支持动态管理多个Google Drive文件夹、交互式文件夹路由、增量同步,可选择Gemini或OpenAI进行嵌入,并可连接到Qdrant。
设置与引导
首先验证/workspace/skills/filechat/.env中是否设置了所需的环境变量:
- 1. EMBEDDINGPROVIDER(gemini或openai)
- GEMINIAPIKEY或OPENAIAPIKEY
- 可选:QDRANTURL和QDRANTAPIKEY(如果缺失,则使用本地基于磁盘的JSON存储)。
按如下方式创建.env文件:
bash
echo EMBEDDING_PROVIDER=gemini > ./skills/filechat/.env
echo GEMINIAPIKEY=yourkeyhere >> ./skills/filechat/.env
Google Workspace身份验证:
在运行任何命令之前,通过运行以下命令检查系统是否已通过身份验证:
bash
npx @googleworkspace/cli auth status
如果返回身份验证错误或指示没有令牌,您必须提示用户进行身份验证。触发交互式登录流程:
bash
npx @googleworkspace/cli auth login --services drive
等待用户完成浏览器OAuth流程后再继续。
文件夹管理
用户可以同步无限数量的文件夹。您可以使用folders.js来管理它们。
- - 列出文件夹: cd ./skills/filechat && node folders.js list
- 添加文件夹: node folders.js add Taxes 2026 (如果您不知道ID,可以通过gws drive files list自动发现!)
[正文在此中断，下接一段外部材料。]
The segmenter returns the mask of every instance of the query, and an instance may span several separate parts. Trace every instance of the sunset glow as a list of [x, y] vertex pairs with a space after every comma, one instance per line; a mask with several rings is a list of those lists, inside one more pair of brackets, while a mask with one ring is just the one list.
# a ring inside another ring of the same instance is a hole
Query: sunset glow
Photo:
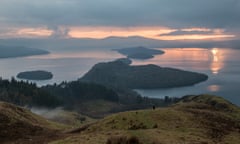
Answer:
[[[181, 31], [181, 34], [174, 32]], [[186, 32], [186, 34], [185, 34]], [[191, 33], [188, 33], [191, 32]], [[201, 32], [200, 34], [198, 32]], [[206, 32], [206, 34], [205, 34]], [[2, 38], [38, 38], [57, 35], [61, 38], [92, 38], [140, 36], [155, 40], [226, 40], [234, 39], [234, 34], [225, 33], [224, 29], [169, 27], [68, 27], [59, 26], [57, 29], [44, 27], [12, 28], [8, 32], [0, 33]]]
[[47, 28], [23, 28], [16, 31], [17, 35], [47, 37], [52, 35], [53, 31]]
[[70, 28], [69, 36], [73, 38], [96, 38], [102, 39], [110, 36], [130, 37], [142, 36], [157, 39], [158, 35], [167, 34], [176, 29], [166, 27], [73, 27]]
[[163, 35], [175, 32], [178, 29], [166, 27], [133, 27], [133, 28], [116, 28], [116, 27], [76, 27], [70, 28], [69, 36], [72, 38], [95, 38], [103, 39], [110, 36], [116, 37], [131, 37], [141, 36], [157, 40], [204, 40], [204, 39], [229, 39], [235, 35], [225, 34], [221, 29], [206, 29], [206, 28], [189, 28], [181, 29], [185, 32], [199, 31], [212, 32], [210, 34], [188, 34], [188, 35]]
[[6, 32], [0, 33], [0, 38], [48, 38], [53, 33], [46, 27], [8, 28]]
[[200, 31], [200, 32], [210, 32], [211, 29], [209, 28], [185, 28], [185, 29], [181, 29], [182, 31], [186, 31], [186, 32], [191, 32], [191, 31]]

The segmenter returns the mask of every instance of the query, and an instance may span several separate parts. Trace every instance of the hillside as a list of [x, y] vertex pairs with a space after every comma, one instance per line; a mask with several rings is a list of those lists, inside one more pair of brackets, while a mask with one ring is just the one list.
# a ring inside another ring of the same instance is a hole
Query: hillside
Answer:
[[1, 143], [46, 143], [60, 137], [62, 125], [13, 104], [0, 102]]
[[223, 98], [186, 96], [168, 108], [118, 113], [51, 144], [239, 144], [240, 109]]
[[0, 101], [28, 107], [57, 107], [63, 102], [38, 88], [36, 84], [17, 81], [14, 78], [3, 80], [0, 77]]
[[117, 113], [68, 130], [4, 102], [0, 120], [0, 141], [6, 144], [240, 143], [240, 108], [211, 95], [185, 96], [170, 107]]
[[99, 84], [81, 81], [47, 85], [42, 90], [63, 101], [63, 107], [90, 117], [103, 117], [112, 113], [156, 106], [175, 102], [164, 99], [141, 97], [131, 90], [112, 89]]
[[110, 87], [128, 89], [173, 88], [205, 81], [205, 74], [157, 65], [131, 66], [116, 60], [98, 63], [80, 81], [94, 82]]
[[20, 46], [0, 45], [0, 58], [24, 57], [32, 55], [48, 54], [48, 51]]
[[34, 83], [0, 78], [0, 101], [28, 108], [63, 109], [99, 118], [116, 112], [166, 106], [177, 99], [165, 101], [141, 97], [131, 90], [114, 90], [99, 84], [80, 81], [37, 87]]

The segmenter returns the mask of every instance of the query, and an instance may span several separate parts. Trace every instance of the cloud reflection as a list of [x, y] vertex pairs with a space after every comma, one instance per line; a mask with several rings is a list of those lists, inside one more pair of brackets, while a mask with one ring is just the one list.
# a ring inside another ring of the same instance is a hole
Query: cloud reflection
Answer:
[[211, 92], [217, 92], [220, 90], [220, 86], [219, 85], [210, 85], [207, 87], [207, 89]]

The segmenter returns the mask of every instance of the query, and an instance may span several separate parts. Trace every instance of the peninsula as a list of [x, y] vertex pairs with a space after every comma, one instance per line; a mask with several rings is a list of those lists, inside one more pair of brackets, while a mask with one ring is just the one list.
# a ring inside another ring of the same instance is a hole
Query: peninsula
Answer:
[[158, 89], [194, 85], [207, 79], [208, 76], [201, 73], [153, 64], [132, 66], [116, 60], [96, 64], [80, 81], [128, 89]]

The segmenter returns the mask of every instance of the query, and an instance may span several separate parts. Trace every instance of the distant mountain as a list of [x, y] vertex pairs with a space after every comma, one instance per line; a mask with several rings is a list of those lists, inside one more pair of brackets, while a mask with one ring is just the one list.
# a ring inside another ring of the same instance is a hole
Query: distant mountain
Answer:
[[142, 46], [114, 50], [132, 59], [150, 59], [153, 58], [154, 55], [164, 54], [164, 51], [149, 49]]
[[37, 70], [37, 71], [26, 71], [20, 72], [17, 74], [17, 78], [19, 79], [27, 79], [27, 80], [49, 80], [52, 79], [53, 74], [51, 72]]
[[98, 63], [80, 81], [130, 89], [172, 88], [205, 81], [205, 74], [156, 65], [130, 66], [122, 61]]
[[48, 51], [18, 46], [0, 46], [0, 58], [48, 54]]
[[0, 45], [7, 45], [11, 47], [23, 46], [34, 47], [38, 49], [50, 50], [50, 51], [74, 51], [81, 49], [117, 49], [124, 47], [137, 47], [144, 46], [148, 48], [188, 48], [188, 47], [200, 47], [200, 48], [239, 48], [239, 40], [229, 41], [200, 41], [200, 40], [179, 40], [179, 41], [165, 41], [157, 39], [149, 39], [139, 36], [131, 37], [107, 37], [104, 39], [0, 39]]

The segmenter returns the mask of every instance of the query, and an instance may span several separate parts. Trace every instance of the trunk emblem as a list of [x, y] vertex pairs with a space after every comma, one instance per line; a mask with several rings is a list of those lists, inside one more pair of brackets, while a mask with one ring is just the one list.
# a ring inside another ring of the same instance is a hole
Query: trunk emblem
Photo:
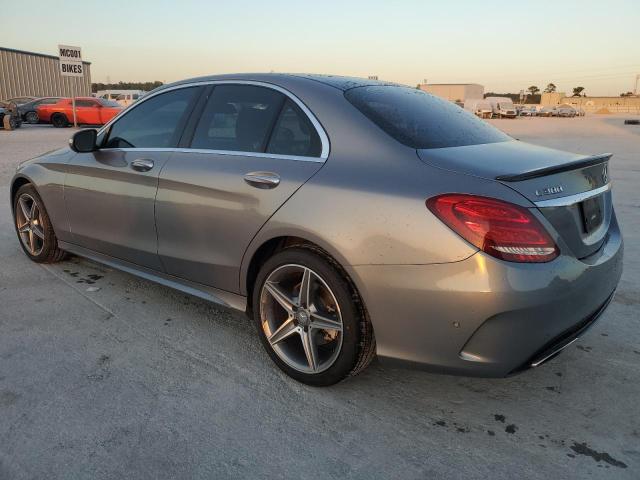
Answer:
[[602, 167], [602, 181], [606, 184], [609, 181], [609, 172], [607, 171], [607, 165]]
[[564, 188], [562, 185], [556, 185], [554, 187], [545, 187], [541, 190], [536, 190], [536, 195], [542, 197], [543, 195], [555, 195], [556, 193], [562, 193]]

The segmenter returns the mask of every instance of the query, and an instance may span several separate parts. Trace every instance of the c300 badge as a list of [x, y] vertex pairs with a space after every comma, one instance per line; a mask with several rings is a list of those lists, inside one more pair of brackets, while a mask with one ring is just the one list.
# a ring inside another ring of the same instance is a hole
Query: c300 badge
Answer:
[[544, 195], [555, 195], [556, 193], [562, 193], [563, 191], [564, 188], [562, 188], [562, 185], [556, 185], [553, 187], [545, 187], [541, 190], [536, 190], [536, 195], [542, 197]]

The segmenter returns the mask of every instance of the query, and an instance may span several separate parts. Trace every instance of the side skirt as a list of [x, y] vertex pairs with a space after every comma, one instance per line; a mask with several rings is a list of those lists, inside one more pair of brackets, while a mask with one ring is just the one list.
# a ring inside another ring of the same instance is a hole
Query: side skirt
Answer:
[[78, 255], [79, 257], [88, 258], [94, 262], [108, 265], [117, 270], [122, 270], [123, 272], [136, 275], [144, 278], [145, 280], [151, 280], [152, 282], [159, 283], [165, 287], [173, 288], [225, 307], [240, 310], [242, 312], [246, 311], [247, 297], [242, 295], [237, 295], [208, 285], [202, 285], [201, 283], [190, 282], [180, 277], [158, 272], [150, 268], [141, 267], [140, 265], [110, 257], [72, 243], [58, 241], [58, 245], [62, 250]]

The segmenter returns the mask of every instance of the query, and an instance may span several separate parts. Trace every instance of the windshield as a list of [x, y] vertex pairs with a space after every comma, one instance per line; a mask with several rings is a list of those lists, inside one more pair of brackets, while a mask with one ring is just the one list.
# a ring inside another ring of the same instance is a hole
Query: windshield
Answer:
[[513, 103], [511, 102], [500, 102], [498, 103], [498, 106], [503, 110], [507, 108], [514, 108]]
[[411, 148], [461, 147], [510, 140], [456, 104], [415, 88], [356, 87], [344, 95], [378, 127]]
[[104, 98], [97, 99], [105, 107], [119, 107], [120, 104], [114, 100], [105, 100]]

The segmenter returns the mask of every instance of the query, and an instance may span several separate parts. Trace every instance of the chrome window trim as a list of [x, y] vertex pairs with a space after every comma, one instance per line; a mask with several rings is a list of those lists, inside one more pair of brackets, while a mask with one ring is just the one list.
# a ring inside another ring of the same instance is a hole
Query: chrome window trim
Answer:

- 设置默认文件夹: node folders.js default Taxes 2026
如果用户要求对文件/文件夹执行操作但没有指定具体对象,请运行node folders.js get-default查找默认ID。如果没有文件夹存在,请要求用户设置一个!
如何同步库
当用户要求同步、刷新或更新时,您必须运行摄取脚本。
同步特定文件夹:
bash
cd ./skills/filechat && node sync.js
同步所有内容(注册表中的所有文件夹):
bash
cd ./skills/filechat && node sync-all.js
注意:同步是高度增量的,并使用本地缓存!如果文件在Drive中没有被修改,脚本会立即跳过它并输出0 chunks已嵌入。这是正常行为。如果您正在调试、测试,或者用户特别要求硬刷新,您必须首先删除缓存文件:
bash
rm ./skills/filechat/metaID>.json
rm ./skills/filechat/vectordb.json
如何回答用户问题(RAG)
查询目标文件夹ID的本地向量存储或Qdrant以获取相关文本片段:
bash
cd ./skills/filechat && node query.js 我的医疗出院证明上写了什么?
使用返回的片段来回答用户。
如何检索和发送物理文件
使用查询脚本找到文件ID,然后下载它:
bash
gws drive files get --params {fileId: , alt: media} --output /workspace/discharge.pdf
使用媒体标签回复:MEDIA:/workspace/discharge.pdf。
如何为用户存储新文件
如果用户上传文件并要求您保存它(或根据您的自动处理规则隐式发送文件):
- 1. 检查他们的文件夹(node folders.js list)。
- 如果他们没有指定文件夹,使用默认文件夹。如果没有设置默认文件夹,请询问他们!
- 通知用户文件将被保存到哪个文件夹。
- 告诉用户您正在提取信息并将其保存到向量数据库中。
- 如果文件是图像或扫描文档,请确保在嵌入之前使用视觉模型或OCR提取文本。(同步脚本原生处理此操作)。
- 使用gws将其上传到正确的文件夹:
bash
gws drive files create --json {name: filename.pdf, parents: [
]} --upload /path/to/uploaded/file.pdf
- 7. 触发node sync.js ,以便向量数据库将文件分块并嵌入到相应的向量数据库中。
如何测试和验证技能
如果用户要求您验证技能是否正常工作,或者您刚刚设置好并希望确保端到端功能,请按照以下确切步骤操作:
- 1. 验证身份验证: 运行npx @googleworkspace/cli auth status。确保显示有效的令牌。
- 验证Drive访问权限: 对目标文件夹进行试运行获取,以确保GWS可以看到文件。
bash
npx @googleworkspace/cli drive files list --params {q: \\ in parents and trashed = false}
(如果失败,请检查文件夹权限或GWS凭据。)
- 3. 强制进行干净同步: 清除测试文件夹的缓存以确保全新运行,然后同步。
bash
rm -f ./skills/filechat/metaID>.json ./skills/filechat/vectordb.json
node ./skills/filechat/sync.js
(您应该看到文件被下载、OCR处理以及片段被嵌入。如果显示0 chunks,请验证文件夹不为空。)
- 4. 测试向量查询: 运行通用查询以验证嵌入已保存且余弦相似度正常工作。
bash
node ./skills/filechat/query.js 你好
(您应该看到带有相似度分数和文本片段的Top matches列表。如果看到,则RAG管道100%可运行!)